Well, that Jackson didn't care about constraints for structuring his story is true. Jackson told the story the way he wanted to, ignoring the "rules" of moviemaking whenever he wanted to (which is why I refuse to accept the necessities of the rules of moviemaking as a defense for his atrocities on the source material). He didn't tell it the way that conventional moviemakers would have wanted, or the way that Tolkien would have wanted.

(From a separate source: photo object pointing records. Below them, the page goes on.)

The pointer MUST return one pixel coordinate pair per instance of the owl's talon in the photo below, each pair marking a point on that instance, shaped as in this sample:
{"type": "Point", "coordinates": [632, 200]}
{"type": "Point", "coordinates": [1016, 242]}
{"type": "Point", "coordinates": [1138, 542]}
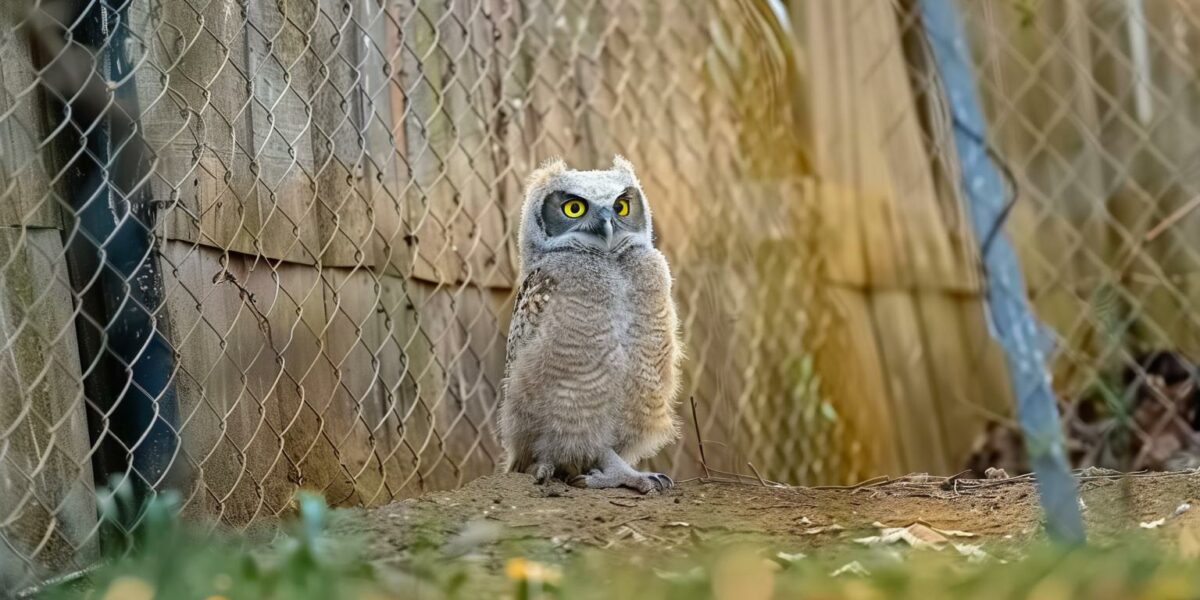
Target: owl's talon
{"type": "Point", "coordinates": [664, 481]}
{"type": "Point", "coordinates": [543, 473]}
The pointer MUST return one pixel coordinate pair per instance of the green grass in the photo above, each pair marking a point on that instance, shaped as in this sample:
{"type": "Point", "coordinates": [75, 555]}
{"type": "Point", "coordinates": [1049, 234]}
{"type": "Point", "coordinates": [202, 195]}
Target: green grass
{"type": "Point", "coordinates": [159, 556]}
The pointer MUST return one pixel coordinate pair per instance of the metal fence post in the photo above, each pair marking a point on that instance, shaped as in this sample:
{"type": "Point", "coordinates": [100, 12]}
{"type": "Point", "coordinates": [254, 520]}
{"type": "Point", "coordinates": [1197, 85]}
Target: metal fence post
{"type": "Point", "coordinates": [1011, 318]}
{"type": "Point", "coordinates": [127, 360]}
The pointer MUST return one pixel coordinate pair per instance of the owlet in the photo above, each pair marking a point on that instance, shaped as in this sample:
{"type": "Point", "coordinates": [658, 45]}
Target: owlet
{"type": "Point", "coordinates": [593, 351]}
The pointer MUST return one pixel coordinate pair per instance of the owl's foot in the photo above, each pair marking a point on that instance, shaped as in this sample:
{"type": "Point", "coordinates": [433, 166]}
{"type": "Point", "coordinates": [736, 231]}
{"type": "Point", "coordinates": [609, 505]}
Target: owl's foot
{"type": "Point", "coordinates": [633, 479]}
{"type": "Point", "coordinates": [541, 472]}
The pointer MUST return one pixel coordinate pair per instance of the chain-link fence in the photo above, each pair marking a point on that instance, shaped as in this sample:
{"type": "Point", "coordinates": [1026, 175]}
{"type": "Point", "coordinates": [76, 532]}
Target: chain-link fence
{"type": "Point", "coordinates": [1093, 107]}
{"type": "Point", "coordinates": [252, 247]}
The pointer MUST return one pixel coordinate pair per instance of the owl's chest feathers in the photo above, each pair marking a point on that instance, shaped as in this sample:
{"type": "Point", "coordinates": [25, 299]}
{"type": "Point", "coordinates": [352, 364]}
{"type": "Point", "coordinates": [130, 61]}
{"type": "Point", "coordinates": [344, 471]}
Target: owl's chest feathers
{"type": "Point", "coordinates": [601, 315]}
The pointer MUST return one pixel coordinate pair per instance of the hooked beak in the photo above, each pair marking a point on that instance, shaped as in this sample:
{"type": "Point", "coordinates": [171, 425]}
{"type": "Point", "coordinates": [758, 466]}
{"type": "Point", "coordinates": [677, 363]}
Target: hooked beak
{"type": "Point", "coordinates": [606, 217]}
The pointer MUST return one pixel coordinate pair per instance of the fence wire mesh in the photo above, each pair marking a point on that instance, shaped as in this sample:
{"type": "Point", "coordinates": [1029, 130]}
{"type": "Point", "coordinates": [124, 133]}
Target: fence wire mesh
{"type": "Point", "coordinates": [253, 247]}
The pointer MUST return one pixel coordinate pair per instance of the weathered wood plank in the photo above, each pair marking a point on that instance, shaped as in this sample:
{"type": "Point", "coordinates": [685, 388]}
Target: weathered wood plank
{"type": "Point", "coordinates": [285, 73]}
{"type": "Point", "coordinates": [197, 121]}
{"type": "Point", "coordinates": [457, 226]}
{"type": "Point", "coordinates": [339, 46]}
{"type": "Point", "coordinates": [47, 497]}
{"type": "Point", "coordinates": [227, 370]}
{"type": "Point", "coordinates": [25, 195]}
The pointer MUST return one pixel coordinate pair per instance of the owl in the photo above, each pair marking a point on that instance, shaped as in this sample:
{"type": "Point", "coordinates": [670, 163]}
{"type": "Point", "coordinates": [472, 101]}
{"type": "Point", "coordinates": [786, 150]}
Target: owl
{"type": "Point", "coordinates": [593, 349]}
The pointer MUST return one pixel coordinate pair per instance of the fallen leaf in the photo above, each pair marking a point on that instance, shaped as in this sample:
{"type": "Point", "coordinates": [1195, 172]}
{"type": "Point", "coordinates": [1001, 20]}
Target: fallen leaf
{"type": "Point", "coordinates": [916, 535]}
{"type": "Point", "coordinates": [695, 574]}
{"type": "Point", "coordinates": [129, 588]}
{"type": "Point", "coordinates": [1189, 540]}
{"type": "Point", "coordinates": [629, 532]}
{"type": "Point", "coordinates": [973, 552]}
{"type": "Point", "coordinates": [995, 473]}
{"type": "Point", "coordinates": [744, 575]}
{"type": "Point", "coordinates": [814, 531]}
{"type": "Point", "coordinates": [853, 568]}
{"type": "Point", "coordinates": [791, 558]}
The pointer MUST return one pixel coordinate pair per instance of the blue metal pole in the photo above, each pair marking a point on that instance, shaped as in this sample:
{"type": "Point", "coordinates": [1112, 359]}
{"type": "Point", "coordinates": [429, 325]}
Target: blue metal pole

But if that's what makes his movies beloved, then his Hobbit - even longer (relatively) and less structured than his LR - should be even more beloved. But it isn't, so that's hogwash. And even more hogwashable is the claim that LR "mimicked the feeling of reading Tolkien's novels." My god, did you see the movies? Did you read the book? Despite the movies' length, the rush-rush-rush of the action, the pitching directly from one catastrophe into the next (not 100% accurate, but it feels that way next to the book), with pauses either entirely omitted (where's the days-long creeping through Moria, for instance? It could have been depicted in a brief shot of a few seconds without adding anything to the run time) or treated ineptly (Rivendell, beautiful but perfunctory and hamhanded, and Lorien, not even beautiful) is so far from mimicking the book as to be one of the atrocities.

I won't be watching War of the Rohirrim. I have no interest in a hack-and-slash adventure, even if it's supposedly set in Tolkien's world and has his invented names on some of the characters. And I don't get why other Tolkien fans would bother to watch it.